A 2017 study, showed that over 16millions of us in the UK have trouble sleeping at night!!! That’s a quarter of our population! How crazy is that? But I am not surprised though. How many of your friends, or family members you hear complain about insomnia, or poor sleep quality?
I know that in nutrition clinic, we see tons of people with poor sleep quality, who end up discovering that sleep is possibly a root cause of their symptoms.
While some of these issues can be deeply rooted and may need a bit more work than chamomile tea or epsom bath, there are some important but easily doable actions to take to improve sleep quality and quantity.
It’s a subject I am really interested in and I read a lot about because in my 20’s I had a poor sleep hygiene and it really affected my immune system but also my mental health. I was constantly tired, always on the verge of a tear because my nerves were barely holding, and I would take much longer than normal to recover from a simple cold.
According to the national sleep foundation, sleep plays an important role in our health by impacting our immune system a great deal. Cytokines are a group of proteins produced by our immune cells. They target inflammation, infections and regulate our immune response. These proteins are made during our sleep. So when we sleep poorly or very little, we make less of these cytokines and therefore are less armed to fight pathogenic bacteria.
Improving your sleep hygiene will take time as it may require a shuffle in your lifestyle and daily habits but it is FREE and totally doable.
- Eating too late: isn’t ideal because your body needs time to digest and process the food which can take up to 3/4hours.During your sleep your body is regenerating cells, organs are recouping and recovering. Going to bed belly full means your body has to work twice as hard, hence why you might experience nightmares, sweats and disturbed sleep.

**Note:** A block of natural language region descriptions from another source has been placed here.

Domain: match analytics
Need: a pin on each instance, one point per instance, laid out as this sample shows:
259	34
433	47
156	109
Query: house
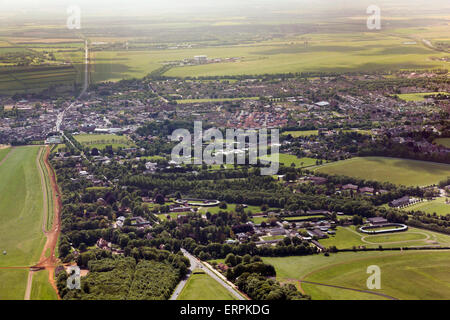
139	222
318	180
103	244
377	221
367	190
403	201
349	187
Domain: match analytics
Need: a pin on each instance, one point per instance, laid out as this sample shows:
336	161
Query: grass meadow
201	286
398	171
21	221
404	274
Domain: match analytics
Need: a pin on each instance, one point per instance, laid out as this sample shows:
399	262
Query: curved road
197	264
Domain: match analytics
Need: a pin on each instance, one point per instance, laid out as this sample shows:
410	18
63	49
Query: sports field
201	286
417	96
296	134
324	52
438	206
348	237
404	274
214	100
398	171
21	206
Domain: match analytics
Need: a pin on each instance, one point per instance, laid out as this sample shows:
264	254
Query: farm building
403	201
377	221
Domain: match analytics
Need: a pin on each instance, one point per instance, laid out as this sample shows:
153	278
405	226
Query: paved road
197	264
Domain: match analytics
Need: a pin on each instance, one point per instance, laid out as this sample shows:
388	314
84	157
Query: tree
230	260
159	199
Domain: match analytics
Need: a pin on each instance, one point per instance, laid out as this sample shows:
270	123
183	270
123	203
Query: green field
21	220
417	96
443	142
288	159
21	204
437	206
348	237
398	171
296	134
324	52
100	141
404	275
13	284
35	79
201	286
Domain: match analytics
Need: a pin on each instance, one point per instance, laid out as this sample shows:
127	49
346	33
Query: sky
164	7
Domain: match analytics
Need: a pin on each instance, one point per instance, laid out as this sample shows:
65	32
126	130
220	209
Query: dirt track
48	263
7	155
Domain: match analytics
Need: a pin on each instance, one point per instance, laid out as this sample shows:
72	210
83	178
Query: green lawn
13	284
417	96
348	237
443	141
201	286
21	208
269	238
302	218
398	171
404	275
326	52
437	206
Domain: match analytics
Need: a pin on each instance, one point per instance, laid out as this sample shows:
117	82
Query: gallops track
48	263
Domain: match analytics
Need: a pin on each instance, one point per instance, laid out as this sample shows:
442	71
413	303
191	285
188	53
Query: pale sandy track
7	155
29	283
48	263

- Caffeine – look for hidden caffeine in foods like chocolate. As you know caffeine keeps you awake so having it before bed may greatly impact your sleep. Many people will say that coffee does nothing to them but, though they might sleep through the night, caffeine is very likely to affect the quality of their sleep, and the ability for their body to full recharge. This is a great podcast on sleep with Dr Rangan Chatterjee I recommend you listen to over the weekend. You will learn so much 🙂
- Screen time/Blue light– Blue light trick our minds into thinking it’s daytime therefore keeps us awake. Switch it off at least 1h30 before bed and keep it all outside the room.
- Unwind before bed – While all the above is ideal, sometimes it’s just doesn’t happen. You have finished work late, had to go to a social event, get in jump on your phone to unwind see everybody living their best lives on instagram, feel sorry for yourself and then have to go to bed..but anxiety kicks in. Now this is when you need to relax and allow your body to unwind. Even if its late, have a quick bath or a hot shower with some calming essential oils…and stretch your body five min before going into your room/bed. You definitely do not want to bring that energy in bed with yourself. It will probably affect your sleep and you will wake up even more frustrated 🙁 One thing I love doing when my anxiety is work related is quickly write everything on my mind on a piece of paper. Just to get it out of my brain onto paper…it helps me a lot.
- Sleeping environment – Make your room a calm and peaceful haven for rest. Keep the temperature cool, avoid any clutter in the room and make it as dark as possible. The best investment I made a couple of years ago, are blackout curtains. Bought them at Ikea for under 50£. Never looked back
Let me know if any of this resonates with you and which one you will be trying…. Or perhaps you already do all of these?